Studi IIHS mengungkap data telematika mendeteksi aktivitas ponsel pada 7-8 persen kecelakaan, jauh lebih tinggi dari catatan polisi yang kurang dari 1 persen.
Data polisi sering kali tidak mencatat penggunaan ponsel saat kecelakaan.
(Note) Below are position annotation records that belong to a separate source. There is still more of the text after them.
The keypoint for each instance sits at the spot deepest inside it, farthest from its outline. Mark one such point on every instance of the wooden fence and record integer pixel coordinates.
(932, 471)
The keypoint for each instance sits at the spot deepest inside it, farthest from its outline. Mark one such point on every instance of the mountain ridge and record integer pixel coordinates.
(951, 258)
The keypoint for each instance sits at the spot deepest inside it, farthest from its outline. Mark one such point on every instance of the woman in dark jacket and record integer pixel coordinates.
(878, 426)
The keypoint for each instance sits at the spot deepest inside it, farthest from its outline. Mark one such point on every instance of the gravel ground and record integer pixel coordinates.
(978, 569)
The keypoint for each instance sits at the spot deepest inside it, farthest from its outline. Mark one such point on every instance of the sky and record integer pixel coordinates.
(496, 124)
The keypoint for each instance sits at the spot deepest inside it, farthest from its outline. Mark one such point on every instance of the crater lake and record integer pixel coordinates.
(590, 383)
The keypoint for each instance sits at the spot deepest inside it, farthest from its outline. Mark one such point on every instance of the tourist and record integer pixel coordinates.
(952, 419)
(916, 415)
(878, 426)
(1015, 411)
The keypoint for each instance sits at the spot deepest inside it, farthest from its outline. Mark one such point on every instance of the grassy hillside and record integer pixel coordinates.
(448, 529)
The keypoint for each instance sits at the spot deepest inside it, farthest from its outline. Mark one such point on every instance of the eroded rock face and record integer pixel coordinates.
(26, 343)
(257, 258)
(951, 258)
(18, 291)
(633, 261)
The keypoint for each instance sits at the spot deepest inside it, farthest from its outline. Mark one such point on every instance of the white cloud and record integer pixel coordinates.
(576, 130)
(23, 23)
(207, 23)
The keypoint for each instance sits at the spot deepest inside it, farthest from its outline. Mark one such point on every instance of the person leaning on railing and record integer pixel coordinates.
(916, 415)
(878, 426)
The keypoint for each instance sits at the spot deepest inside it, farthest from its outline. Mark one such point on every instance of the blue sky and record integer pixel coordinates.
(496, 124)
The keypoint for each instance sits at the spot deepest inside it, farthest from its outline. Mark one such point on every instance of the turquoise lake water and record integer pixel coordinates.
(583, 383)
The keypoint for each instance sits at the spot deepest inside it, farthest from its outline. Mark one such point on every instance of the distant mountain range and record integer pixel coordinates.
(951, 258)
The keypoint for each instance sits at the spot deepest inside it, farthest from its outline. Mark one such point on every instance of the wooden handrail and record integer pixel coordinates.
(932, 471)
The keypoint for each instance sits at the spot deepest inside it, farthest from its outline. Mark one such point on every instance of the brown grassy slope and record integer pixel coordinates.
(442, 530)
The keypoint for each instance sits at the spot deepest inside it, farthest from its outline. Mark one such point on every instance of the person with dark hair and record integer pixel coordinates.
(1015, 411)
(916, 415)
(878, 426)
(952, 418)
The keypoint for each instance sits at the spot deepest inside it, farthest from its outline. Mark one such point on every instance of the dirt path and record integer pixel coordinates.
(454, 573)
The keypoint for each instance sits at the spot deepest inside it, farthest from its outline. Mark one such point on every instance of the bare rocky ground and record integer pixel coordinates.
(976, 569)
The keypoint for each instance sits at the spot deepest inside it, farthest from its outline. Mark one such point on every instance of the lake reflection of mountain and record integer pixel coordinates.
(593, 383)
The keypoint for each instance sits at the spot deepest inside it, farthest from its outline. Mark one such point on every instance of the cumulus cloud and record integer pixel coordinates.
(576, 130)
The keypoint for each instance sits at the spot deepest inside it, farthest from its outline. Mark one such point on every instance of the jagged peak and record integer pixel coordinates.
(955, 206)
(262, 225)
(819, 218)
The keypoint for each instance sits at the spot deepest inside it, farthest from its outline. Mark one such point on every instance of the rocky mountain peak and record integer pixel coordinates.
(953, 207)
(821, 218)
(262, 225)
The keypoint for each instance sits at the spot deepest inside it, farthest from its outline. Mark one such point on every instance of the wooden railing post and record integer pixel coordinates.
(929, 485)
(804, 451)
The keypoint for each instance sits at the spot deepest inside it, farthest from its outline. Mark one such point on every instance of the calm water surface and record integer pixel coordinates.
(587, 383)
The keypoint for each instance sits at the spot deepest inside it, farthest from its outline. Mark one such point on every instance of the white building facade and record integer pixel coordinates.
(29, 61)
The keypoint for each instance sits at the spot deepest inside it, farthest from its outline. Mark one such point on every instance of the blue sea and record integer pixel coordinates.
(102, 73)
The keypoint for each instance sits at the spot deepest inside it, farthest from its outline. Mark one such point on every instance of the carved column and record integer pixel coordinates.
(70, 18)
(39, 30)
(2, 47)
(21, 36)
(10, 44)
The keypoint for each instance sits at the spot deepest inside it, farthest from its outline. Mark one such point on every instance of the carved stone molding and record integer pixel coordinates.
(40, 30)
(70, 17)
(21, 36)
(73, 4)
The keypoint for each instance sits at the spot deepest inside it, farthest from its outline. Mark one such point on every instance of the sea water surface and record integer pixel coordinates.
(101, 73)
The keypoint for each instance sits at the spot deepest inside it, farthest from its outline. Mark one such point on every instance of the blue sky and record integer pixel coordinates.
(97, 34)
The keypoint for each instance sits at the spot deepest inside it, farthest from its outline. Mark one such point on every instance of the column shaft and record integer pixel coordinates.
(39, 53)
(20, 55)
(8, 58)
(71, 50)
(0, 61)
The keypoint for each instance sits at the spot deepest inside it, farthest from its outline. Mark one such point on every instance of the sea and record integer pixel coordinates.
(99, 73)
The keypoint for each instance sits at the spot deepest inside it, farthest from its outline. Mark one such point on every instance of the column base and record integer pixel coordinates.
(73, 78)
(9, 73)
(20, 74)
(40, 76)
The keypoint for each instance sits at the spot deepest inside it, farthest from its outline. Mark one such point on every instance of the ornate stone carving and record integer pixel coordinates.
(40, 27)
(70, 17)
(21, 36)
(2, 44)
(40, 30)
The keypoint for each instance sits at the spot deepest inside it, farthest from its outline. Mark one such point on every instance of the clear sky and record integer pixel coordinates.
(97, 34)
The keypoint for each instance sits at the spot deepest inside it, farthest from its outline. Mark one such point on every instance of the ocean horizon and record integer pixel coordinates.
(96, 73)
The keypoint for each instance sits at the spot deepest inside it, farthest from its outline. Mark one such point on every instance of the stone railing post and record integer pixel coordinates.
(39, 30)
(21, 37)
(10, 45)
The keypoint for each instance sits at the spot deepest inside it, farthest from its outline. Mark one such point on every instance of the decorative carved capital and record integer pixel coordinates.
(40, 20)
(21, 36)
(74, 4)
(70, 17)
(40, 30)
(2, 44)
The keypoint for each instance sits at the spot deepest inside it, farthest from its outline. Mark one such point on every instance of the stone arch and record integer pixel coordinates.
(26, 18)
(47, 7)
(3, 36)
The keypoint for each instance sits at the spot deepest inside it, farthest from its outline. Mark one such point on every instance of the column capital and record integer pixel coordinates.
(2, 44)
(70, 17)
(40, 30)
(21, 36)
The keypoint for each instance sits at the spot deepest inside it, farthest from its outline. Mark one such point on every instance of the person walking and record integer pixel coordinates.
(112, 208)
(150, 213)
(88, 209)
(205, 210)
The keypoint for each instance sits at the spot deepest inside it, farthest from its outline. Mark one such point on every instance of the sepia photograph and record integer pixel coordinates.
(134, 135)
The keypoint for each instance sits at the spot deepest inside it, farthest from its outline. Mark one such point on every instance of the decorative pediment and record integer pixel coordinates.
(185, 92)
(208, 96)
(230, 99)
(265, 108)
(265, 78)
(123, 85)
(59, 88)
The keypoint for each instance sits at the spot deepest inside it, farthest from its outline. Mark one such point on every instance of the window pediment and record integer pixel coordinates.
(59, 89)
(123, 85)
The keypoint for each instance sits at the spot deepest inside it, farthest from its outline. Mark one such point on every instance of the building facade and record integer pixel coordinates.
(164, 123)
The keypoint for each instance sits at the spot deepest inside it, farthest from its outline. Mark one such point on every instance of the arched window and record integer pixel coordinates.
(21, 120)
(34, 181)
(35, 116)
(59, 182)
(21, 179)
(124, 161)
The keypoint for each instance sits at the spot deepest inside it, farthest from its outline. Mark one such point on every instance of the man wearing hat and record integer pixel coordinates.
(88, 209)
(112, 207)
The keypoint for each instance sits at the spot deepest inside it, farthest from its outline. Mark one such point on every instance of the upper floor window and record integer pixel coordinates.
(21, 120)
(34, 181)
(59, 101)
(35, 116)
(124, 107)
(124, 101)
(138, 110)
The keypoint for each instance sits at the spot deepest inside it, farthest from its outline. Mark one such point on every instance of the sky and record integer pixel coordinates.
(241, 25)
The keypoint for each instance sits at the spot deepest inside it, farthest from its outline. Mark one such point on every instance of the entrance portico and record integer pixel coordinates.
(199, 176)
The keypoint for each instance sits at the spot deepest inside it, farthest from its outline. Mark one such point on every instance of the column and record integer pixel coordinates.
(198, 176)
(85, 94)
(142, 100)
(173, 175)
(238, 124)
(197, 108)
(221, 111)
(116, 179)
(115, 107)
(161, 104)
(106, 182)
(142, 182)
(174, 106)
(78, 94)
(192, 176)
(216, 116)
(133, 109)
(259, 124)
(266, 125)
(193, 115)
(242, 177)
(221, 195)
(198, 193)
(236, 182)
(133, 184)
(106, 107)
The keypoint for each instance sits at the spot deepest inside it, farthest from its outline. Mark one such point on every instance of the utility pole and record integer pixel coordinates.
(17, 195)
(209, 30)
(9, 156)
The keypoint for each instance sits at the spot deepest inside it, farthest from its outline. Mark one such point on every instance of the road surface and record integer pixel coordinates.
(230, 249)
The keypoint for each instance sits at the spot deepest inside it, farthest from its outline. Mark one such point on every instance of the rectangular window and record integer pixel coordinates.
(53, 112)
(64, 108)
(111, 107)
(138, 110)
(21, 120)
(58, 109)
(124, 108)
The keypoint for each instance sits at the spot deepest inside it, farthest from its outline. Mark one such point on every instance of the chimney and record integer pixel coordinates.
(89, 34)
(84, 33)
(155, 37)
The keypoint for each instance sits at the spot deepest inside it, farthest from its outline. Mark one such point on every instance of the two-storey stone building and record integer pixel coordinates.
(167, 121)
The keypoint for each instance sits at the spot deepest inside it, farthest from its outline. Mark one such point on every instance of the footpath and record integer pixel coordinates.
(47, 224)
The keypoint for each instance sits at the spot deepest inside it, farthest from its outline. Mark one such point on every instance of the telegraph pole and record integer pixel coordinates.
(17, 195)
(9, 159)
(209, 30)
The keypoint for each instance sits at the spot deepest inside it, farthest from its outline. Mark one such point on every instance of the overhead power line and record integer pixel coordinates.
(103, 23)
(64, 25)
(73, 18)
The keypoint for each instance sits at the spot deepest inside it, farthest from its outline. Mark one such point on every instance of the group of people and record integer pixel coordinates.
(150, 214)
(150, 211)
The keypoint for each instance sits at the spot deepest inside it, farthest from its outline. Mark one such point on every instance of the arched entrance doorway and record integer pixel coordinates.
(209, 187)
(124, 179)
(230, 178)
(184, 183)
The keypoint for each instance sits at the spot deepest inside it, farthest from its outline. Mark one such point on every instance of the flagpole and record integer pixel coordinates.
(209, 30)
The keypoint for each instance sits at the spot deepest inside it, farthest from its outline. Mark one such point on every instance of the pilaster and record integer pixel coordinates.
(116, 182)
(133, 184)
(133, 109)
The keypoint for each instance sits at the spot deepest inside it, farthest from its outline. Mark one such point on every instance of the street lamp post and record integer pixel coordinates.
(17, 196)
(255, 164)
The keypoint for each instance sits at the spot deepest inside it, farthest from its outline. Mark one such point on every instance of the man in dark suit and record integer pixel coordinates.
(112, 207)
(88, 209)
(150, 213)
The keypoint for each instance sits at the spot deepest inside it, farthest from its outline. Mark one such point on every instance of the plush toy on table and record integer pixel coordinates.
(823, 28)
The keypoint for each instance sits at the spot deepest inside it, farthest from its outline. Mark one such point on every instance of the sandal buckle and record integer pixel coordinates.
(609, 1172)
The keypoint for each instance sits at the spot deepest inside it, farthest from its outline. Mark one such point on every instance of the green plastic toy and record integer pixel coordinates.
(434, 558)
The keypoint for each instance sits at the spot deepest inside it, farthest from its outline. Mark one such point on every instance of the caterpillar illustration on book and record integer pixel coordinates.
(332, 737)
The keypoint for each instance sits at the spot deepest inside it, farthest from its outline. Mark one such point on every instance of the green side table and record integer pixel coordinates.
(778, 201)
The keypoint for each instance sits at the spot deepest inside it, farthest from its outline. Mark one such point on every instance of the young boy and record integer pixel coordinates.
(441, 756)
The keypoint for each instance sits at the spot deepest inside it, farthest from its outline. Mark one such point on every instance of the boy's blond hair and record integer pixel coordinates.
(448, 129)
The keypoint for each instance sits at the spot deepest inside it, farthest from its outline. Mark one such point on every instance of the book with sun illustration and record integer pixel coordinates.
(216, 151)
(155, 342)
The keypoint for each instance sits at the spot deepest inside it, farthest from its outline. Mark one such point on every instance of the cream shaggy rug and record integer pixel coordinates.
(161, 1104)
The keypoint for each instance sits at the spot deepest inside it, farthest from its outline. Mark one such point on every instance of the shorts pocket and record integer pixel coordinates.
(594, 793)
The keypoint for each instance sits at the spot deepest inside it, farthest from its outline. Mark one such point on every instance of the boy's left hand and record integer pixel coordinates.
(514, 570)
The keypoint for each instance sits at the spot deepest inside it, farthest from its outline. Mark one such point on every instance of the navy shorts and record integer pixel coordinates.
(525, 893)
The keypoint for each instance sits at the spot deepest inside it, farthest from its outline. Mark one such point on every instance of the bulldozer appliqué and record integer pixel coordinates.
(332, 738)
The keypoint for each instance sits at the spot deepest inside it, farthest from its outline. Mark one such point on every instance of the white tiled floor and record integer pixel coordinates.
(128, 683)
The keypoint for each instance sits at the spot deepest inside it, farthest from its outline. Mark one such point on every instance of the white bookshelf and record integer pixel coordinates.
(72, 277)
Namun, studi baru menunjukkan bahwa perangkat telematika dapat mengungkap aktivitas ponsel pengemudi jauh lebih akurat.
Insurance Institute for Highway Safety (IIHS) membandingkan laporan polisi dengan data anonim dari aplikasi mengemudi aman yang didukung Cambridge Mobile Telematics (CMT).
Penelitian ini melibatkan hampir 17.000 kecelakaan di empat negara bagian AS antara 2021 dan 2024.
Hasilnya, laporan polisi mencatat penggunaan ponsel pada kurang dari 1 persen kecelakaan.
Sementara itu, data telematika mendeteksi aktivitas ponsel dalam 7 persen kecelakaan tunggal dan 8 persen kecelakaan dua kendaraan.
Artinya, angka telematika setidaknya tujuh kali lebih tinggi dari catatan polisi.
Apa yang Diungkap Data Telematika?
Sistem CMT dapat membedakan panggilan genggam, panggilan hands-free, dan manipulasi fisik seperti mengetik atau menggesek layar.
Data juga menunjukkan apakah layar ponsel tidak terkunci sebelum kecelakaan, meski itu bisa berarti pengemudi menggunakan navigasi atau menonton YouTube.
Namun, peneliti tidak dapat memastikan apakah penggunaan ponsel benar-benar menyebabkan kecelakaan tertentu.
Studi ini juga menyoroti seberapa banyak informasi yang dapat dikumpulkan oleh aplikasi mengemudi aman.
Privasi vs. Keselamatan
Pengemudi yang berpartisipasi dalam program ini mendaftar secara sukarela, dan IIHS menganalisis data anonim.